Peu de temps avant la naissance de mon fils, une amie de mes parents avait voulu me rassurer en m’affirmant : « même si tu n’as pas de travail, que tu ne fréquentes pas de club de sport et que tu ne connais personne dans cette ville, tu feras des rencontres… Dans les parcs de jeux, puis à la sortie de l’école, tu discuteras avec d’autres mamans ». Je ricanais intérieurement… Youpi, n’avoir que des mamans pour amies afin de parler uniquement de nos enfants, le rêve quoi ! Maintenant, cette idée me paraît rectangulairement dangereuse qui plus est. Non mais sait-on jamais, je pourrais en arriver à passer mes journées assise dans un petit coin de béton sablé à parler, à fumer et à boire de l’eau minérale, sans m’intéresser aux souhaits de mon fils. Enfin, au moins, quand ces femmes commencent à revenir du matin au soir dans ce parc de jeu, je suis sure que le printemps arrive. Ainsi je peux constater, rassurée, que le gentil Rom qui mendie sur le trottoir a réussi à passer l’hiver.

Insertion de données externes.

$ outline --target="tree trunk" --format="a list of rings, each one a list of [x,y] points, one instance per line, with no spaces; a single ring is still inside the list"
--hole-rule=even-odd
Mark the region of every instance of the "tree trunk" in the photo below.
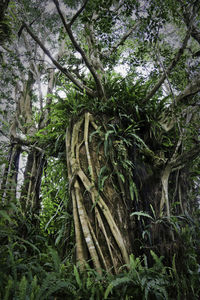
[[[105,120],[97,121],[88,112],[71,121],[67,130],[77,261],[81,265],[92,262],[100,273],[102,269],[117,273],[129,263],[132,252],[130,197],[124,171],[115,160],[117,142],[113,140],[111,145]]]
[[[5,205],[16,198],[20,153],[21,146],[12,144],[1,184],[1,196]]]
[[[24,183],[21,191],[20,203],[25,213],[39,213],[40,209],[40,184],[45,165],[44,154],[32,150],[28,154],[24,172]]]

3 commentaires sur “Du soleil, des parcs de jeux, des mamans, un mendiant, un orage et le printemps

  1. (Oui, voilà que je m’auto-commente… pour me justifier en quelque sorte. En fait, quand j’ai eu le courage de relire ce texte après l’avoir posté dans l’urgence (mon fils se réveillait de sa sieste et m’appelait), j’ai eu la sensation désagréable d’être la mère parfaite qui juge d’autres mères sans les connaître or ce n’était pas mon intention. Je ne comprend pas leur comportement et lorsque j’essaie de me l’expliquer, je ne l’approuve pas. Mais bien entendu, par certains côtés (pas les mêmes), je peux être tout aussi « mauvaise mère » qu’elle.)

  2. Je vois dans ton texte plus de stupéfaction (le mot est un peu fort mais je n’en trouve pas de meilleur, disons que tu sembles décontenancée comme devant une culture inconnue et pour toi incompréhensible) que de jugement.
    J’aime ta façon de dérouler le film de tes souvenirs, puis de boucler à la fin. Cette structure fluide.

  3. Tu me rassures car oui, je crois vraiment que je suis plutôt décontenancée par ces femmes. En tout cas, je ne me sens pas donneuse de leçons malgré mon dernier paragraphe.
    Merci beaucoup pour ça et pour le reste.
    Et puis, aussi, je suis contente de te lire ici pour la première fois.